As he told me, I scrammed, found a drinking fountain, and took a deep breath. Although bullied, I had made it through the seventh grade and would never see Wilbur again as he would move on to the high school and graduate before I arrived. Significant humiliation; then again, my head was not pushed into a toilet.
Napa, January 1966
I didn’t see Wilbur until a Tuesday afternoon in 1966 when he was working in a shoe store across the street from my father’s office. A fresh Brooks Brothers pink button-down shirt was hanging in my closet; the following Thursday, I would meet Wilbur once again and see what he had to say about things in general and our last conversation.
That day I was looking quite preppy with the pink shirt, a green and white rep striped tie, wool slacks and polished Bass Weejun penny loafers. Wilbur was leaning against the shoe store building smoking a cigarette and checking out the pelican gray rain clouds rolling in from the north. I leaned on the building, lit a cigarette and said, “Looks like heavy rain anytime now.”
“Got that right,” he said with a smile. “You kind of look familiar; have we met?”
“We have, about eleven years ago.”
He seemed to think about that. “We went to school together?”

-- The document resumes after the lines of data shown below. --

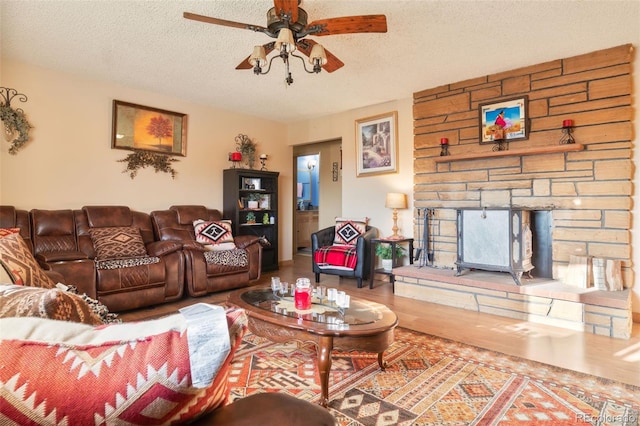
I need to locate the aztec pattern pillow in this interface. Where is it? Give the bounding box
[89,226,147,260]
[333,217,369,245]
[193,219,236,250]
[0,285,103,325]
[0,307,247,425]
[0,260,13,284]
[0,232,56,288]
[313,245,358,271]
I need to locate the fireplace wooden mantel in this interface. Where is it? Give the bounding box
[434,143,584,163]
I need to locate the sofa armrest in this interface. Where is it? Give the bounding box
[146,241,182,256]
[35,251,89,265]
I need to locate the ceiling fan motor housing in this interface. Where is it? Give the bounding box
[267,7,308,36]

“We did, sort of, at Ridgeview. I was in the seventh grade; you were in the tenth grade and an Earth Angel. How much of an average day back then did you spend combing your hair?”
He laughed, shook his head; his abundant long blond hair was not as elaborate as I remembered it. He combed it straight back and not ratted like it was when we first met. “At some point I realized that I had to start fitting in. Back then I spent more time on my hair than most girls did.”

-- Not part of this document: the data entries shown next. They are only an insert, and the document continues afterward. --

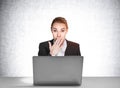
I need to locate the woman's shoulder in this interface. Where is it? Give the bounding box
[39,40,53,45]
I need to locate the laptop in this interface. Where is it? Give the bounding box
[33,56,83,86]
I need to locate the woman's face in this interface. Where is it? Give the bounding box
[51,22,68,40]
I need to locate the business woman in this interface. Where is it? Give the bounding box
[38,17,81,56]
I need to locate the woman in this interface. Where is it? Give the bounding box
[38,17,81,56]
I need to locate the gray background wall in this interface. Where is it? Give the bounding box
[0,0,120,76]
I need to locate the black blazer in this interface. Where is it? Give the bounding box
[38,40,81,56]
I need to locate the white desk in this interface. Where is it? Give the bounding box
[0,77,120,88]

I said, “Back then I thought the Earth Angels were giving the middle class the finger, were you?”
“Got that right,” Wilbur said. “Where did we meet?”
“Ridgeview’s men’s room. You threatened to shove my head down a toilet if you caught me wearing a pink shirt on Thursday because only queers wear pink on Thursdays.”
He seemed to be collecting his thoughts, “Yea, I remember you. You’ve really grown a lot since then, and you went to college?”
“I did, and…”
“I was a jerk back then. And…” He snapped his fingers, “Your mother had polio and was in an iron lung. When I think of those days, you and your mother come up a lot. Is she….” He tried again, “How is… How is she?”
“She had polio but was never in an iron lung; I made that up. Every time I wear a pink shirt, you come up.”
“I was a first-class jerk back then; I bullied the younger kids, like you. My behavior back then was terrible; I’m embarrassed about that. Although it’s eleven years late, I do apologize for what I did to you.” He put his hand out.
We shook hands, introduced ourselves, and said goodbye. We would never see each other again.